At a time when Tiffany, Belinda Carlisle and Europe were topping the charts, one band came along and re-affirmed the thinking music aficionado’s faith in popular music. The eighties started promising enough with the emergence of New Wave but several years of cocaine fuelled self indulgence had left the doors wide open for the Milli Vanilli scandal that was just around the corner. “Appetite For Destruction” was the debut album from the Gunners. Unbelievably, the band left arguably their greatest song, ‘November Rain’ off this collection, feeling they already had an abundance of ballads. And despite being over hyped by rock journalists the world over, the band hailed as the new Rolling Stones and next big thing, for once, really did live up to those lofty expectations in a way the Strokes never could. Twenty eight million sales later and the rest, as they say, is history. What made this album special was that these songs were all road tested on the Los Angeles club circuit for many months before being committed to tape.
Before the drugs, debauchery and private jets got hold, Axel, Slash (who mainly wrote “Rocket Queen”), Duff (who wrote most of ‘It’s So Easy’) and Izzy (“Think About You” which is a song inspired by his use of heroin) were all writing great songs and were unarguably some of the most incredible musicians in the rock/metal genre of the era. You only have to compare how incredible spin off band, Velvet Revolver sounded, compared to Axel and some random session musicians on the bloated and frankly embarrassing ‘Chinese Democracy’. As you would expect, some of these songs were inspired by encounters with groupies, notably “My Michelle”. Occasionally, the lyrics break away from the sex and drugs theme, Axel got the idea for “Welcome To The Jungle” when he picked up a crazy hitchhiker on his way to LA from his small town home in Indiana. The song is notable for the UK release, which contained an ACDC cover of “Whole Lotta Rosie” on the b-side. The irony of Axel drawing inspiration from mental illness would not be lost in the future when a diet of drugs and alcohol would result in some bizarre behavior and god-awful music, an album of covers, “The Spagetti Incident” being the pinnacle of subsequent career low points.

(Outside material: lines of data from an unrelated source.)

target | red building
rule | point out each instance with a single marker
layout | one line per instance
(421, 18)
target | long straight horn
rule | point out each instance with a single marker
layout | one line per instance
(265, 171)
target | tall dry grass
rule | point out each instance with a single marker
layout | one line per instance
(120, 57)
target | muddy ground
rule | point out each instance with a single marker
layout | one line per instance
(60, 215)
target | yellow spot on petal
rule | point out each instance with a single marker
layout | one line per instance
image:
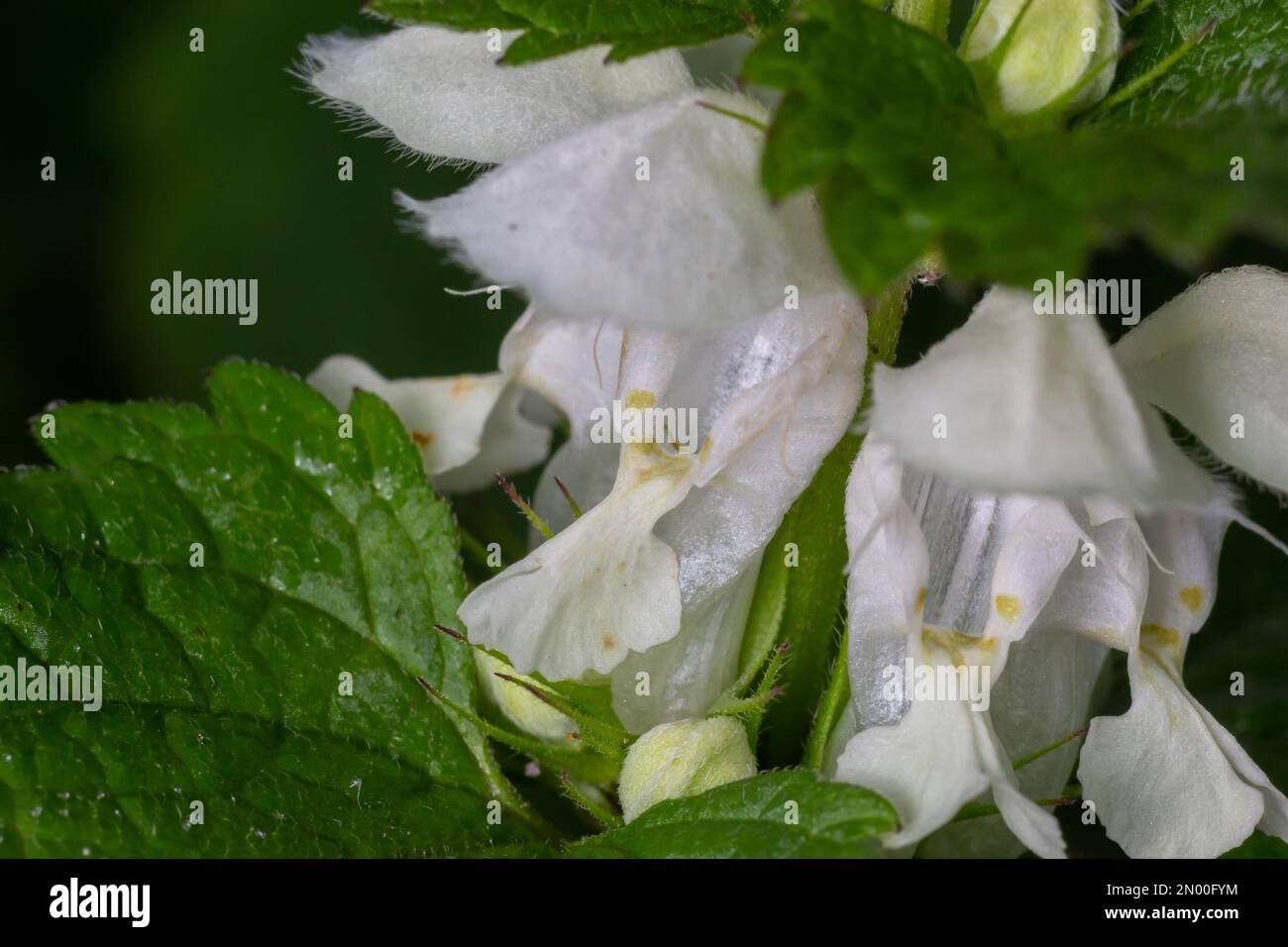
(1008, 605)
(1192, 596)
(1163, 637)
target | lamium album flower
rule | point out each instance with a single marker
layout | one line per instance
(957, 558)
(1018, 509)
(778, 475)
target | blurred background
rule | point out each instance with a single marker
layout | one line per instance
(218, 163)
(215, 163)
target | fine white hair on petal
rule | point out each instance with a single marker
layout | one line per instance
(574, 365)
(1031, 403)
(652, 218)
(1214, 357)
(467, 428)
(443, 93)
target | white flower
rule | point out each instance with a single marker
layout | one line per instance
(622, 192)
(1167, 779)
(443, 94)
(467, 428)
(1030, 405)
(673, 544)
(941, 579)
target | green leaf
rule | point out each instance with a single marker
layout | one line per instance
(220, 684)
(874, 106)
(1239, 65)
(1260, 845)
(754, 818)
(554, 27)
(802, 604)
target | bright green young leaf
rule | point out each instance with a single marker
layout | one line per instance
(781, 814)
(553, 27)
(885, 123)
(223, 684)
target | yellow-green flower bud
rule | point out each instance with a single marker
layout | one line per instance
(683, 759)
(1037, 55)
(518, 705)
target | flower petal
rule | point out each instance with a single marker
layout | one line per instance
(1159, 777)
(652, 218)
(599, 589)
(889, 574)
(939, 757)
(467, 428)
(1028, 403)
(1215, 355)
(774, 425)
(1189, 547)
(925, 766)
(1102, 592)
(442, 91)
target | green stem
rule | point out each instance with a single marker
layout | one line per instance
(828, 709)
(1038, 754)
(605, 817)
(1137, 84)
(930, 16)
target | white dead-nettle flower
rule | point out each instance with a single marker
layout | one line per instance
(678, 531)
(467, 428)
(443, 94)
(941, 583)
(622, 192)
(1038, 405)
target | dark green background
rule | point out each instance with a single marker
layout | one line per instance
(217, 163)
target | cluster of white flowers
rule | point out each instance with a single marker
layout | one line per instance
(990, 470)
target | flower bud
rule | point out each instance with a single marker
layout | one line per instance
(1039, 55)
(683, 759)
(518, 705)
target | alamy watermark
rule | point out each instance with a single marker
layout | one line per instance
(639, 420)
(76, 899)
(175, 296)
(913, 682)
(73, 684)
(1076, 296)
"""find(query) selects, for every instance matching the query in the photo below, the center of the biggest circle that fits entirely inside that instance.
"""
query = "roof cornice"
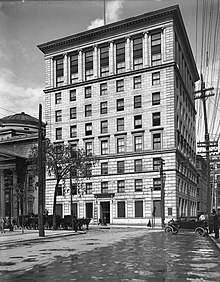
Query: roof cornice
(103, 30)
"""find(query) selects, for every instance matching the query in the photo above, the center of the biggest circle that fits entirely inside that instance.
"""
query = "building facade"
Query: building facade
(201, 166)
(125, 92)
(18, 189)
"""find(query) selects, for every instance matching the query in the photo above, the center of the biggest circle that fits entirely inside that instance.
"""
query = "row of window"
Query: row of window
(120, 122)
(104, 88)
(121, 209)
(104, 58)
(121, 187)
(138, 166)
(138, 144)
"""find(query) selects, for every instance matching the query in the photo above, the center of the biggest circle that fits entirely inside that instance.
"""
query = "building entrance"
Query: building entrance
(105, 211)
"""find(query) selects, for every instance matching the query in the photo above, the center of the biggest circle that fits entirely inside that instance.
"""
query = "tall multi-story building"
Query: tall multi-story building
(201, 165)
(125, 92)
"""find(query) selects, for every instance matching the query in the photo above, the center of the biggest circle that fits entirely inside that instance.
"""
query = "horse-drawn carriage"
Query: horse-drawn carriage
(200, 227)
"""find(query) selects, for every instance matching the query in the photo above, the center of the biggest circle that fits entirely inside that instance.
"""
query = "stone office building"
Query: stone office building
(125, 92)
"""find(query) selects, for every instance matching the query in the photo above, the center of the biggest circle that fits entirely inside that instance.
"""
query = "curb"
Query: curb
(38, 239)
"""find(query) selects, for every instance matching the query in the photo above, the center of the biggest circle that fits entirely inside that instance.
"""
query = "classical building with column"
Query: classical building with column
(18, 184)
(124, 91)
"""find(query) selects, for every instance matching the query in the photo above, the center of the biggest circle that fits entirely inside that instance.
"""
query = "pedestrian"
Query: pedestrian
(216, 224)
(2, 224)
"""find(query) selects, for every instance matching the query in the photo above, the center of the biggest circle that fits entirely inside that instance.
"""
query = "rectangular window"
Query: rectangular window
(103, 89)
(58, 98)
(120, 104)
(59, 72)
(89, 188)
(74, 209)
(156, 184)
(138, 143)
(138, 208)
(104, 168)
(156, 78)
(58, 133)
(156, 164)
(138, 185)
(156, 119)
(104, 126)
(120, 124)
(120, 85)
(73, 68)
(156, 98)
(88, 147)
(156, 49)
(137, 53)
(89, 65)
(59, 190)
(103, 107)
(138, 165)
(156, 141)
(104, 147)
(121, 186)
(58, 115)
(88, 92)
(88, 129)
(120, 145)
(73, 131)
(120, 57)
(120, 167)
(104, 61)
(170, 212)
(137, 82)
(74, 189)
(121, 208)
(88, 110)
(73, 113)
(104, 187)
(137, 121)
(89, 210)
(72, 95)
(137, 101)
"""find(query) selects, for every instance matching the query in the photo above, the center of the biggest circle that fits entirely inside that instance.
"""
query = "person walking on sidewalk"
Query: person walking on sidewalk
(216, 224)
(2, 225)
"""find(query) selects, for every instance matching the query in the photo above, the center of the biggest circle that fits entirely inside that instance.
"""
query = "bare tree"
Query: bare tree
(60, 161)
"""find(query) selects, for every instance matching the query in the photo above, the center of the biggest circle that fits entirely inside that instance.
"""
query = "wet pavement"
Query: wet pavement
(149, 256)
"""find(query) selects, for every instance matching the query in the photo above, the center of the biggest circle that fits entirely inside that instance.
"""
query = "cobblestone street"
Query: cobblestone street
(117, 255)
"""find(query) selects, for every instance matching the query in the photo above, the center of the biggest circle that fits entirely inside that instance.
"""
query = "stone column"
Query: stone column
(2, 194)
(95, 61)
(80, 65)
(146, 50)
(127, 54)
(53, 70)
(111, 58)
(65, 69)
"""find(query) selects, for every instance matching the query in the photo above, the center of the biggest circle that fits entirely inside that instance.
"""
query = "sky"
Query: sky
(26, 24)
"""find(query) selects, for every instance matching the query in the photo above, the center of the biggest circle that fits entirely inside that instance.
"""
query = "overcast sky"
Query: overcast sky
(25, 24)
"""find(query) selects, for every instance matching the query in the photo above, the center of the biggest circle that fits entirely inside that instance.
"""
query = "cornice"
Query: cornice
(113, 27)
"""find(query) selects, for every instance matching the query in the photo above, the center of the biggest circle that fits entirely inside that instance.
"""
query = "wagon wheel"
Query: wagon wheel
(175, 230)
(200, 231)
(169, 230)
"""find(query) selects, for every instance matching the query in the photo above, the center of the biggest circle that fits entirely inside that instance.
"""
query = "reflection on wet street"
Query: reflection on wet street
(152, 257)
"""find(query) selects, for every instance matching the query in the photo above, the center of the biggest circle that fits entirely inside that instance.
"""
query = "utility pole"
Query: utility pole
(203, 97)
(104, 14)
(40, 176)
(162, 163)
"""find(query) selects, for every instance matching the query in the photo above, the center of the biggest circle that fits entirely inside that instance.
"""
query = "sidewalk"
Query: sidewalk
(16, 236)
(215, 241)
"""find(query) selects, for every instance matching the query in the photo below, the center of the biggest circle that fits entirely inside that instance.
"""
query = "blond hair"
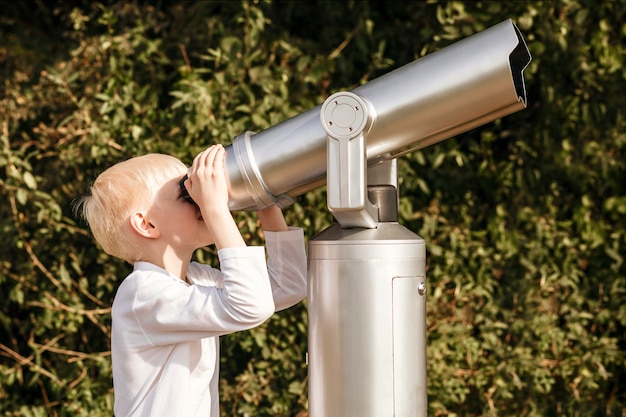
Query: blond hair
(120, 191)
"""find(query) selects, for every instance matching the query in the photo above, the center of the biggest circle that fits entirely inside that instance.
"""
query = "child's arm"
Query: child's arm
(286, 258)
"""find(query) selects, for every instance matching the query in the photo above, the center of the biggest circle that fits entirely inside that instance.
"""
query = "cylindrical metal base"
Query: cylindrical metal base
(367, 323)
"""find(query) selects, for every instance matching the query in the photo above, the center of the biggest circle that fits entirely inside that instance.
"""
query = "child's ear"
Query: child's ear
(142, 226)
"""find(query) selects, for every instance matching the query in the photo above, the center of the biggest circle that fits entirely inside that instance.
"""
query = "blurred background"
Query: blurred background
(524, 218)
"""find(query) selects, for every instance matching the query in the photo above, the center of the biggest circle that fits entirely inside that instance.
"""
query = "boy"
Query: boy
(169, 312)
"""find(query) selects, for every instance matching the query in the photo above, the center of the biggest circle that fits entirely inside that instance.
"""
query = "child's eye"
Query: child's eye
(184, 194)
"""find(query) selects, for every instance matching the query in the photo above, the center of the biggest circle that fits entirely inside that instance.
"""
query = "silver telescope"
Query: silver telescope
(455, 89)
(366, 273)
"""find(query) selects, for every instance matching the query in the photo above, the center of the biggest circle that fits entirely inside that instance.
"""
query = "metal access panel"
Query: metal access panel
(367, 323)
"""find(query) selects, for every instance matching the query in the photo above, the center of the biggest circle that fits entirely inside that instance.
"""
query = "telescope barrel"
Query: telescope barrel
(463, 86)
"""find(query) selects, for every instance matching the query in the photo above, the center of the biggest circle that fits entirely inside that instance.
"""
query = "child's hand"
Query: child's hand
(207, 180)
(208, 187)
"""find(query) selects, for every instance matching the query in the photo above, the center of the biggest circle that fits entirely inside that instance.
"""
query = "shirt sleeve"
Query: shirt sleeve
(287, 266)
(165, 310)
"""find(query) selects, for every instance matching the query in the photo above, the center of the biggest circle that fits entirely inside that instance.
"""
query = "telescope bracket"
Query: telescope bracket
(347, 118)
(255, 185)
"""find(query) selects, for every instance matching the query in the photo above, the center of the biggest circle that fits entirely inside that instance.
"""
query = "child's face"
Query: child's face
(179, 221)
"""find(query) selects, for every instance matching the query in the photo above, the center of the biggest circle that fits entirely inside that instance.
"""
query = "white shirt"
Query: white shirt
(165, 332)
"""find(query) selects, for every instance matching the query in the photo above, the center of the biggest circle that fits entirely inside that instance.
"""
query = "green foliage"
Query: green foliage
(524, 218)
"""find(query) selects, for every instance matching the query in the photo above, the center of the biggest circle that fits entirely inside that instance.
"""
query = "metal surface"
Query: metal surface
(367, 323)
(462, 86)
(347, 118)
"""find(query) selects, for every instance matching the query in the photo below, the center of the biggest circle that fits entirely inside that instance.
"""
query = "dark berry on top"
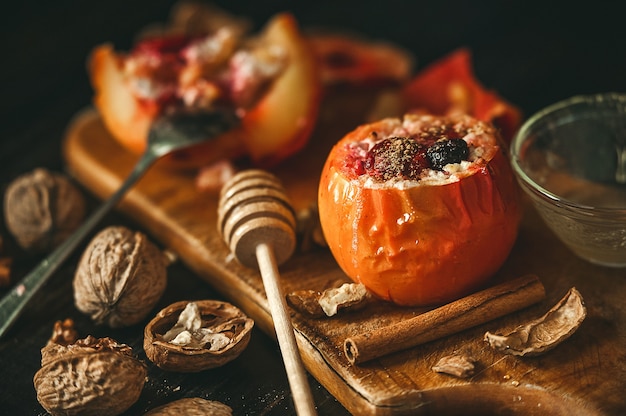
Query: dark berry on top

If one song is the centerpiece of this album, it is “Paradise City” written mainly by Slash in the back of a van, the original Eric Cartman-like lyric, sadly left on the cutting room floor, “where the girls are fat and they have got great titties”. A curious footnote in this album’s legacy was that the original cover featuring robot rapists was consigned to the scrap-heap after the band’s label Geffen were forced to take it off the market. All great albums generally have one sing-a-long anthem, on this album being “Sweet Child of Mine”, which went to number one virtually everywhere on planet earth. This song was inspired by Slash’s then girlfriend, Erin and in Slash’s autobiograghy he confesses the famous riff at the start was intended as a musical joke, only the rest of the band loved it and insisted it be included in the final version.